I'm relatively new to Eclipse, but have been using it quite happily for
Scala+Java development for the past month. I also find that Scala makes one
less dependent on an IDE than Java, mainly because code is much more
concise and one can have multiple classes per file - so you don't have to
navigate around as much code in so many files.

As for developers, it sounds like we actually have some critical mass here,
and basically all my students are using Scala. I personally am much more
likely to contribute more code if I can do so in Scala, both because I far
prefer it and because I'll be creating Scala code for my class this
semester that I could ideally do in opennlp.ml.
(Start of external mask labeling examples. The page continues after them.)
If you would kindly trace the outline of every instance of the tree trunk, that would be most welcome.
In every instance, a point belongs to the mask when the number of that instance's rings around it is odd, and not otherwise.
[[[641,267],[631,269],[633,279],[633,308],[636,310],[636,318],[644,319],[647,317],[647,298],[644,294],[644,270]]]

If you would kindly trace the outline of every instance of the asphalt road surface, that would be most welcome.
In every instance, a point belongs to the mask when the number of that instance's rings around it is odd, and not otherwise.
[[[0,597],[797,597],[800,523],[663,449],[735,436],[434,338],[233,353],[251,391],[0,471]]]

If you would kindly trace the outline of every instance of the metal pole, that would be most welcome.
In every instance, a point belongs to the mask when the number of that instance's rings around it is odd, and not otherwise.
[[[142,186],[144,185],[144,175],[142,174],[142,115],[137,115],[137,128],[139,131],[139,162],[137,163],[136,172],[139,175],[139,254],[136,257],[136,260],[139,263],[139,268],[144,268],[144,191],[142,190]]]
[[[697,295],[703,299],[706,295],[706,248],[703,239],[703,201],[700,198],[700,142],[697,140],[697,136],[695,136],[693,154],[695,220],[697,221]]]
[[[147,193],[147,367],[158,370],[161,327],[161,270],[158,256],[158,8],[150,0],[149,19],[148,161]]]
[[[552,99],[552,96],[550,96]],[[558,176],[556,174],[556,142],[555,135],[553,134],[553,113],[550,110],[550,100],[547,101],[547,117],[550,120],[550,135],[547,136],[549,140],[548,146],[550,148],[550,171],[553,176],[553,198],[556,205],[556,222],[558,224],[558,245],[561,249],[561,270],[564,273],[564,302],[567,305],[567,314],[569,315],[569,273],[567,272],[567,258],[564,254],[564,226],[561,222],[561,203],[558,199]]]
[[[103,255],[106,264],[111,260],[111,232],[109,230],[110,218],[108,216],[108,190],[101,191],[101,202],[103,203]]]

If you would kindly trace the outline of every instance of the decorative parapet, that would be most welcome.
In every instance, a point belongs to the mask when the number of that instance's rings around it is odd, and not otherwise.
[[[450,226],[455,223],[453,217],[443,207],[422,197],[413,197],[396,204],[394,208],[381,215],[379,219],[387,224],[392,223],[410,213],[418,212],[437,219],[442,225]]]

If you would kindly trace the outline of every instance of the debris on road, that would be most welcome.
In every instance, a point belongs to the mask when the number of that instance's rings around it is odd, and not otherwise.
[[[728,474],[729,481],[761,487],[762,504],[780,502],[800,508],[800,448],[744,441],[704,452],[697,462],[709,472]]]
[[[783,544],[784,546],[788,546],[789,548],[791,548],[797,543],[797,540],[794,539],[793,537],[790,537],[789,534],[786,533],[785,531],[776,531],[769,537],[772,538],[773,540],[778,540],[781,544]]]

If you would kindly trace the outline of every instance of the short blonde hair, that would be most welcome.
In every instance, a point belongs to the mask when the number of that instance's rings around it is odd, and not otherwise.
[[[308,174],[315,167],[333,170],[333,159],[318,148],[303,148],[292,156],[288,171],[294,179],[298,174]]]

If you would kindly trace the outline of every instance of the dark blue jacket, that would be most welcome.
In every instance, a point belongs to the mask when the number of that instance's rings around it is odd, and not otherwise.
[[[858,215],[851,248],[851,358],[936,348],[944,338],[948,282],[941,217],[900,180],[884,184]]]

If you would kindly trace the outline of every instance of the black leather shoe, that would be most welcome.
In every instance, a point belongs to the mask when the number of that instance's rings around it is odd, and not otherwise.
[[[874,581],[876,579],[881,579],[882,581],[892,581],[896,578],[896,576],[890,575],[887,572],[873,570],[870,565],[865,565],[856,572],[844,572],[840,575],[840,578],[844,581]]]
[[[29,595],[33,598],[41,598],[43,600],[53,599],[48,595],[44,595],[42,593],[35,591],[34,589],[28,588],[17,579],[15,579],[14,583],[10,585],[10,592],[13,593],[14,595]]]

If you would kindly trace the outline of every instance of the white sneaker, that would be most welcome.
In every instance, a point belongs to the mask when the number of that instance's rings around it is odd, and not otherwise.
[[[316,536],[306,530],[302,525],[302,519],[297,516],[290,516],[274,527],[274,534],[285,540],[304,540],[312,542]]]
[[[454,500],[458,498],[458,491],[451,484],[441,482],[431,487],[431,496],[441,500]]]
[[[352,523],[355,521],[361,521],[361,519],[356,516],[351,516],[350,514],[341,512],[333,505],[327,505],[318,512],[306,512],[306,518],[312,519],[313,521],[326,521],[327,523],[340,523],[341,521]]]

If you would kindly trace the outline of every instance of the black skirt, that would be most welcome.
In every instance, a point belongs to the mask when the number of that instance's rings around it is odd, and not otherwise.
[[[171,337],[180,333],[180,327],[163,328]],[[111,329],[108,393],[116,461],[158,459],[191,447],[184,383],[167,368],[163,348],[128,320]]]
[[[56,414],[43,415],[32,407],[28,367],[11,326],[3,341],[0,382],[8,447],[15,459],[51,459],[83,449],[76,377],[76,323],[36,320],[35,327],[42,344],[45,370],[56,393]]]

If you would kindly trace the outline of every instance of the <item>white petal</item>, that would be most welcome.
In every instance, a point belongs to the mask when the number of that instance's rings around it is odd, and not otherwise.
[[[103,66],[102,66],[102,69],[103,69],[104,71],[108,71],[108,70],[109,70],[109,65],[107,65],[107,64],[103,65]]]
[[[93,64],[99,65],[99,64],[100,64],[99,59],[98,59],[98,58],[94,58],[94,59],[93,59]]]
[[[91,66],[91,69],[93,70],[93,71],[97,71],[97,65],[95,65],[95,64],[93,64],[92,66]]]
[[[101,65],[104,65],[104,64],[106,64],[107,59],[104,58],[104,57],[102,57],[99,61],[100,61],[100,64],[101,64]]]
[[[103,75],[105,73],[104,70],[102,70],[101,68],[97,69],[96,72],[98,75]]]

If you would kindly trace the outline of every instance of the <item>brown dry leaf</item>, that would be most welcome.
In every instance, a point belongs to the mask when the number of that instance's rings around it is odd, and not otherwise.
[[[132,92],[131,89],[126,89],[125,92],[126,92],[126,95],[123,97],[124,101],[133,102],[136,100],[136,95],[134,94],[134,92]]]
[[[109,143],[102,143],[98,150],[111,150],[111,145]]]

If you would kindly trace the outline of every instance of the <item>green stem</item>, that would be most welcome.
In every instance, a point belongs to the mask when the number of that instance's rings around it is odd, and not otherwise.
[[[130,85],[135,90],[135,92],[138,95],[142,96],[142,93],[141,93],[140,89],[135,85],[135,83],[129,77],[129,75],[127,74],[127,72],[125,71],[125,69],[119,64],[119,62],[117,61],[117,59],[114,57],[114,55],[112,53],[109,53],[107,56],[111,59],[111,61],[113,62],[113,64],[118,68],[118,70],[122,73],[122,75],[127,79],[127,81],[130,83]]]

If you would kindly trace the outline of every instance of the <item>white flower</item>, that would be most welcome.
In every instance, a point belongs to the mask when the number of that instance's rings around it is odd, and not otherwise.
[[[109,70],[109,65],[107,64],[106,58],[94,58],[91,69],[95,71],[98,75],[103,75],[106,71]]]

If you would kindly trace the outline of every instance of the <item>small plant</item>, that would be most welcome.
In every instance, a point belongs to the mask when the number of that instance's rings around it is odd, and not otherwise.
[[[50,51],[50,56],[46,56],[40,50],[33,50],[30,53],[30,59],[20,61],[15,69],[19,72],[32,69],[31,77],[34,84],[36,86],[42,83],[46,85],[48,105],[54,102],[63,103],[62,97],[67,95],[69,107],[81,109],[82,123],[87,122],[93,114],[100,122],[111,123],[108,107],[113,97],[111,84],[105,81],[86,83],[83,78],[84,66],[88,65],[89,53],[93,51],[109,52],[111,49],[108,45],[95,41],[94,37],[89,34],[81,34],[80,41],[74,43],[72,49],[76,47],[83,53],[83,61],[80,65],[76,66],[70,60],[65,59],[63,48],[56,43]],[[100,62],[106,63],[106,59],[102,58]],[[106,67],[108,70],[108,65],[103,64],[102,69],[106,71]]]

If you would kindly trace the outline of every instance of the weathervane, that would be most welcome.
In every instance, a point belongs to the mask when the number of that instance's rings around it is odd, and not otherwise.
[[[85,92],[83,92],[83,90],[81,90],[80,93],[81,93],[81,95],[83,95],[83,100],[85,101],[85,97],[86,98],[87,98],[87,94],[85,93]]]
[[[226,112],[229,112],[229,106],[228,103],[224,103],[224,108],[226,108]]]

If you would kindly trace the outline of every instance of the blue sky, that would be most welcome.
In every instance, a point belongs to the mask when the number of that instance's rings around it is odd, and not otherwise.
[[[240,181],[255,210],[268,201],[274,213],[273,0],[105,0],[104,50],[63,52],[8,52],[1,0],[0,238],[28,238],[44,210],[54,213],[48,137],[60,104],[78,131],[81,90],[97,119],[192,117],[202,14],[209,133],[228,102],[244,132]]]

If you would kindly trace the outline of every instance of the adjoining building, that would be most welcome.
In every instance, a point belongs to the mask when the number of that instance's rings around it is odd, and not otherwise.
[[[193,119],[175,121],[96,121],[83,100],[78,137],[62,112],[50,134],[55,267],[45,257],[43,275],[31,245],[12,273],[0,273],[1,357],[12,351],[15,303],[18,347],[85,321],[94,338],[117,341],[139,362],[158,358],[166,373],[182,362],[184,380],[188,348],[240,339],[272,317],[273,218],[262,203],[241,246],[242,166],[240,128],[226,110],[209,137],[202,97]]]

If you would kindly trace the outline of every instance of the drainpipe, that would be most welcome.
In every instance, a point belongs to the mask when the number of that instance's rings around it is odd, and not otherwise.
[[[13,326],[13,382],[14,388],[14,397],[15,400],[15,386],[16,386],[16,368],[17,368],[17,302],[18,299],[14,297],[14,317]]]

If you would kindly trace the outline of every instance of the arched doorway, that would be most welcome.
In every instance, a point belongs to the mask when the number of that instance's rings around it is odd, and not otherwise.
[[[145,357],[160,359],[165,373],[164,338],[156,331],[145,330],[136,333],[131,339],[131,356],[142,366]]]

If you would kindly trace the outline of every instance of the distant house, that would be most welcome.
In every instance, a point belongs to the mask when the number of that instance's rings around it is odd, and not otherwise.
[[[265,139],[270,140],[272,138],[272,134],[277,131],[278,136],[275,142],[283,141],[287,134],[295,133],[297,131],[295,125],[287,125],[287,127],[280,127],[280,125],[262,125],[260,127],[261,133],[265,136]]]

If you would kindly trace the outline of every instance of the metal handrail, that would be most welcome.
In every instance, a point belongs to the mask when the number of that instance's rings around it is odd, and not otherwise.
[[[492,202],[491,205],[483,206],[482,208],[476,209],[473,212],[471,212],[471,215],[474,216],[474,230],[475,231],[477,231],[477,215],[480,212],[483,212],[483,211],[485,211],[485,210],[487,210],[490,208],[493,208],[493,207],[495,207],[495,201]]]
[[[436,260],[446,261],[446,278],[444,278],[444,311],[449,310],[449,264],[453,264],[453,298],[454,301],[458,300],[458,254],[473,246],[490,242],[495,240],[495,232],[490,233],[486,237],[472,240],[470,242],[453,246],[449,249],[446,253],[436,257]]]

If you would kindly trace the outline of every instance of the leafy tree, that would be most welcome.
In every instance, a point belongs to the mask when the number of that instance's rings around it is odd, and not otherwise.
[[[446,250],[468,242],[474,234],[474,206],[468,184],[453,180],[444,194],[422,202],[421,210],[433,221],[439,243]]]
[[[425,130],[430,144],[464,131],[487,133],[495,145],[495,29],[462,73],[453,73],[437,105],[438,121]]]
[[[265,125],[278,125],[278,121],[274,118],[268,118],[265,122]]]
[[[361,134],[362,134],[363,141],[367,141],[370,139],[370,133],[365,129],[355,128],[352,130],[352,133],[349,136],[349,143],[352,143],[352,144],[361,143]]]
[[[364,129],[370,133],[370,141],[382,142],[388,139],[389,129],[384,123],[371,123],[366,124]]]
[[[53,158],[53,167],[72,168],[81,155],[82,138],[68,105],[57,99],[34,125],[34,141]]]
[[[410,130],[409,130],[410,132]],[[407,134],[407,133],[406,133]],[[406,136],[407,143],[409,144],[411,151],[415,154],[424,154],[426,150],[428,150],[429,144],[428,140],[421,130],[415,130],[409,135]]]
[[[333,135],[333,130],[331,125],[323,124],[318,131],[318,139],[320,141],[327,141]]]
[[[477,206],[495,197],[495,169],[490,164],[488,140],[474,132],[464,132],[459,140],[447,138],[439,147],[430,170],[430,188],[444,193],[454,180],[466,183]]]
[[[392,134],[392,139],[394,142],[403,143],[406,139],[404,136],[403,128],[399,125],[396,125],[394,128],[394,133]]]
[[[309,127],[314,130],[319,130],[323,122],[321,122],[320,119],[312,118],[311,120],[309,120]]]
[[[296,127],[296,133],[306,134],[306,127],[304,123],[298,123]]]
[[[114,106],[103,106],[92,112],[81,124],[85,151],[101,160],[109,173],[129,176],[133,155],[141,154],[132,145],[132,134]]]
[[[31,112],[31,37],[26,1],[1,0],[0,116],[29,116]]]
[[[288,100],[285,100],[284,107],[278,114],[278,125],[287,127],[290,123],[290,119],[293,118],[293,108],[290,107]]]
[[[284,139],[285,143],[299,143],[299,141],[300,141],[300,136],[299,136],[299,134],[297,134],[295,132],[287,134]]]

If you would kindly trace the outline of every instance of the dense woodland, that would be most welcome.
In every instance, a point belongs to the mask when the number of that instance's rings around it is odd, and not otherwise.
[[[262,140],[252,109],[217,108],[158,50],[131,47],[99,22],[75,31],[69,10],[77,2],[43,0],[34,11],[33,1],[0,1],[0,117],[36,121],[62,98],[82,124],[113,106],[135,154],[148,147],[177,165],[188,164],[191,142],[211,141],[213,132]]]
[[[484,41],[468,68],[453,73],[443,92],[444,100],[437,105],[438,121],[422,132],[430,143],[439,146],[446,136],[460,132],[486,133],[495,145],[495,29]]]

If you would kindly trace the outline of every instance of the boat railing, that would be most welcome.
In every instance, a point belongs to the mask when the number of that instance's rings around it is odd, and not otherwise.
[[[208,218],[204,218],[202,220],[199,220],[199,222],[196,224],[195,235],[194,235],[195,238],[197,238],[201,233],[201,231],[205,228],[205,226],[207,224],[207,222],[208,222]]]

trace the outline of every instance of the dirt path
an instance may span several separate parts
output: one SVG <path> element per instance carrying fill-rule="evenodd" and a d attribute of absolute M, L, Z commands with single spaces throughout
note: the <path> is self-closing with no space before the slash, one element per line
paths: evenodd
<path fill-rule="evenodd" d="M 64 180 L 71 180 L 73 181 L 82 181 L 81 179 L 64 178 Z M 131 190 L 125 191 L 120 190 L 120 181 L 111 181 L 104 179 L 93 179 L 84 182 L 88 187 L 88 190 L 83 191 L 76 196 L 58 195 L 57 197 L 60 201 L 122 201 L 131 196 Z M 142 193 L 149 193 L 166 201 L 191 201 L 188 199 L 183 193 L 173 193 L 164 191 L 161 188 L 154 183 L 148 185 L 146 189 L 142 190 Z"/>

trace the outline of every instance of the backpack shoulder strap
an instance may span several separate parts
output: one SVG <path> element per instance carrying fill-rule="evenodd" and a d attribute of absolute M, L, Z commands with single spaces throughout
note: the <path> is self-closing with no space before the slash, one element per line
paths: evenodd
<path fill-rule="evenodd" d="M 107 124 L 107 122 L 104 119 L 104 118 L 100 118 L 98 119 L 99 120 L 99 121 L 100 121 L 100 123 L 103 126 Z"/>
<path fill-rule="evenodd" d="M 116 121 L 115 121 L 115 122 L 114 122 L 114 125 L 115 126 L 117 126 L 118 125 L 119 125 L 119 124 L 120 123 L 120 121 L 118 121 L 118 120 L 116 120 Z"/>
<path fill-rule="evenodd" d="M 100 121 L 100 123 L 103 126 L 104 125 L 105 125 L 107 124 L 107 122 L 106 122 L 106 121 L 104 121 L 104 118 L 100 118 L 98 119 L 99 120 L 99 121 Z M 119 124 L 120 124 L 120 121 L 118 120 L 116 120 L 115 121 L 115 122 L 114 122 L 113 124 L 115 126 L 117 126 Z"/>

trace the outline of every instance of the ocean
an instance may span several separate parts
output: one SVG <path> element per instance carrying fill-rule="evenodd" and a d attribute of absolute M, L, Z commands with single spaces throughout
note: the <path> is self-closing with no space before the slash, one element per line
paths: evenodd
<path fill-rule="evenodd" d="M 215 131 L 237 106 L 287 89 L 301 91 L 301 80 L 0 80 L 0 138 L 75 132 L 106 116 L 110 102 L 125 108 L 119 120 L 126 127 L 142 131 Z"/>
Having some sort of plugin architecture would be possible and probably
quite nice, though it probably would not be my first priority.

Jason

On Fri, Jan 6, 2012 at 6:19 AM, Jörn Kottmann <ko...@gmail.com> wrote:

> I still don't like mixing Java and Scala. If we do a complete rewrite
> of the perceptron and maxent implementation Scala would be
> an option. If we just do a little Scala and transform some of the
> existing classes it doesn't seem reasonable to me to add all the
> complexity to the build.
>
> Jörn
>
>
> On 1/6/12 10:50 AM, Olivier Grisel wrote:
>
>> My 2 cents:
>>
>> As a potential contributor to the opennlp.ml package with a good
>> background in machine learning, I would say Scala is not a barrier for
>> me (even if I don't use it often right now). Maybe even the opposite
>> as I find coding in Scala more fun than Java. Profiling and perf
>> tuning can be a bit harder though.
>>
>> The most important drawback I had against Scala in the past was the
>> poor / buggy Eclipse support for Scala which made it painful to work
>> with multi-language (Java + Scala) projects but the situation has very
>> much improved over the past 2 years.
>>
>>
>


-- 
Jason Baldridge
Associate Professor, Department of Linguistics
The University of Texas at Austin
http://www.jasonbaldridge.com
http://twitter.com/jasonbaldridge

Re: using Scala for opennlp.ml

Posted by Jörn Kottmann <ko...@gmail.com>.
I still don't like mixing Java and Scala. If we do a complete rewrite
of the perceptron and maxent implementation Scala would be
an option. If we just do a little Scala and transform some of the
existing classes it doesn't seem reasonable to me to add all the
complexity to the build.

Jörn

On 1/6/12 10:50 AM, Olivier Grisel wrote:
> My 2 cents:
>
> As a potential contributor to the opennlp.ml package with a good
> background in machine learning, I would say Scala is not a barrier for
> me (even if I don't use it often right now). Maybe even the opposite
> as I find coding in Scala more fun than Java. Profiling and perf
> tuning can be a bit harder though.
>
> The most important drawback I had against Scala in the past was the
> poor / buggy Eclipse support for Scala which made it painful to work
> with multi-language (Java + Scala) projects but the situation has very
> much improved over the past 2 years.
>


Re: using Scala for opennlp.ml

Posted by Olivier Grisel <ol...@ensta.org>.
My 2 cents:

As a potential contributor to the opennlp.ml package with a good
background in machine learning, I would say Scala is not a barrier for
me (even if I don't use it often right now). Maybe even the opposite
as I find coding in Scala more fun than Java. Profiling and perf
tuning can be a bit harder though.

The most important drawback I had against Scala in the past was the
poor / buggy Eclipse support for Scala which made it painful to work
with multi-language (Java + Scala) projects but the situation has very
much improved over the past 2 years.

-- 
Olivier

Re: using Scala for opennlp.ml

Posted by Tommaso Teofili <to...@gmail.com>.
2012/1/4 Grant Ingersoll <gs...@apache.org>

> The big downside I see to Scala here is one of how many current committers
> know it and how many potential contributors know it.  If you are the only
> committer who knows it, that leaves you to do all the bug fixes, etc. until
> you can attract others.
>

I am not a committer but in case you need it I think I may help with Scala
as I have some experience with it in Clerezza and with OpenNLP (I sent some
patches).


>
> A bit off topic, but it seems to me that the ML stuff could be abstracted
> a bit such that different implementations are pluggable.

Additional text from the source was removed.